Recently (Nelder,1999) I have argued that statistics should be called statistical science, and that probability theory should be called statistical mathematics (not mathematical statistics). I think that Professor Lindley’s paper should be called the philosophy of statistical mathematics, and within it there is little that I disagree with. However, my interest is in the philosophy of statistical science, which I regard as different. Statistical science is not just about the study of uncertainty but rather deals with inferences about scientific theories from uncertain data. An important quality about theories is that they are essentially open ended; at anytime someone may come along and produce a new theory outside the current set. This contrasts with probability where to calculate a specific probability it is necessary to have a bounded universe of possibilities over which the probabilities are defined. When there is intrinsic open-endedness it is not enough to have a residual class of all the theories that I have not thought of yet. The best that we can do is to express relative likelihoods of different parameter values, without any implication that one of them is true. Although Lindley stresses that probabilities are conditional I do not think that this copes with the open-endedness problem.

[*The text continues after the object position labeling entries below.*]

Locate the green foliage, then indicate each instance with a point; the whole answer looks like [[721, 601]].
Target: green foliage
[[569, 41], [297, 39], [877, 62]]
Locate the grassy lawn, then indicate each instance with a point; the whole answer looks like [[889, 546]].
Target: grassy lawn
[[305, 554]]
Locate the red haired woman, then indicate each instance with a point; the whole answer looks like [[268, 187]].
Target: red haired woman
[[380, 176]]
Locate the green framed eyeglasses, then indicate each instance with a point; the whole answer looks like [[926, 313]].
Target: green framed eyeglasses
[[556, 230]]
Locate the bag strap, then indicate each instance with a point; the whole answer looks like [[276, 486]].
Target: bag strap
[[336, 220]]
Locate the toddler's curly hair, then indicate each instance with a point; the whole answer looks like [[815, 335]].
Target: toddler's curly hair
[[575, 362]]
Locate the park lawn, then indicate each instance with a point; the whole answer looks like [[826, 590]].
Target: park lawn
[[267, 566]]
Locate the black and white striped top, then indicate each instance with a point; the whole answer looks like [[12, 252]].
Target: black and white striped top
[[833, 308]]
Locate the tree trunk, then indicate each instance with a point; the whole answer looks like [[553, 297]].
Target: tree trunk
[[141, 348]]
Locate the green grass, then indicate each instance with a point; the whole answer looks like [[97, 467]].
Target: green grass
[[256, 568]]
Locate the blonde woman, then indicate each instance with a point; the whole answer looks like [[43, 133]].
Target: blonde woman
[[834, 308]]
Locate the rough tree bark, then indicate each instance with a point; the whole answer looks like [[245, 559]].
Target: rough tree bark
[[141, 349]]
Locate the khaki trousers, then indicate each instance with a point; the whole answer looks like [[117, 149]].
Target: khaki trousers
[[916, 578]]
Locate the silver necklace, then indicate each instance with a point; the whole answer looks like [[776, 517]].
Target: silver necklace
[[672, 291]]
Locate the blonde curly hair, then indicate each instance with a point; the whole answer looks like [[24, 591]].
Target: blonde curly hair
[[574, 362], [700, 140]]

I follow Fisher in distinguishing between inferences about specific events, such as that it will rain here tomorrow and inferences about theories. .…
General ideas like exchangeability and coherence are fine in themselves, but problems arise when we try to apply them to data from the real world. In particular when combining information from several data sets we can assume exchangeability, but the data themselves may strongly suggest that this assumption is not true. Similarly we can be coherent and wrong, because the world is not as assumed by Lindley. I find the procedures of scientific inference to be more complex than those defined in the paper. These latter fall into the class of ‘wouldn’t it be nice if’, i.e. would it not be nice if the philosophy of statistical mathematics sufficed for scientific inference. I do not think that it does. (325)
- Lindley, D. V. (2000), “The Philosophy of Statistics,” Journal of the Royal Statistical Society, Series D (The Statistician), Vol. 49, No. 3, 293-337
- Nelder, J.A. (2000), Commentary on “The Philosophy of Statistics,” Journal of the Royal Statistical Society, Series D (The Statistician), Vol. 49, No. 3, 324-5.
- Nelder, J.A. (1999) “From Statistics to Statistical Science” Statistician 48, 257-267.



I think Nelder makes a very important distinction between what we might do to organize our personal beliefs (ponder our personal priors) versus what type of data analysis is suitable for presentation to others. Others are interested in what a proper experiment or observational study has to say.
What I found most interesting was his use of “statistical science” for developing and appraising scientific theories. I’m sure many will consider the recommendation to “leave out the subjective” oversimple (even though that’s not quite what he meant), but his emphasis on the open nature required for useful scientific theorizing is deeper and more significant I think.
My takeaways include 1. The simple truth is that one cannot legitimately assign a probability to a theory because the probabilities of all competing theories must sum to 1, and we cannot identify all of the theories, and 2. That statistical science is about probing aspects of theories, which is a complex (and messy, perhaps) endeavor. It cannot fit very nicely in a tidy little package (or model).
True. What baffles me is why so many seen stuck in a kind of “statisticism” wherein it is imagined that all of the complex moves from the planning, collecting, modeling and drawing inferences from data must be formalized within a probability computation. Pearson said that he and Neyman were always thinking of contexts wherein the planning was closely connected to interpretation, and several piecemeal tests were envisioned, with lots of emphasis on how to model the phenomenon. (I think Fisher said it was an accident that experiment design was developed separately from inference.) Even where one gets to the “inferential” part, probability seems to get the logic wrong, at least for the appraisals that interest me, e.g., how good a job did this research do at probing and ruling out errors that could render it mistaken to infer some claim h. It might provide lousy grounds for both h and its denial. It’s a different mindset or task. But it is more general so as to subsume the special cases wherein the “inference” properly takes the form of a probability assignment to events. Some kind of “reconciliation” might be found here, but not until people are pried away from the statisticism standpoint.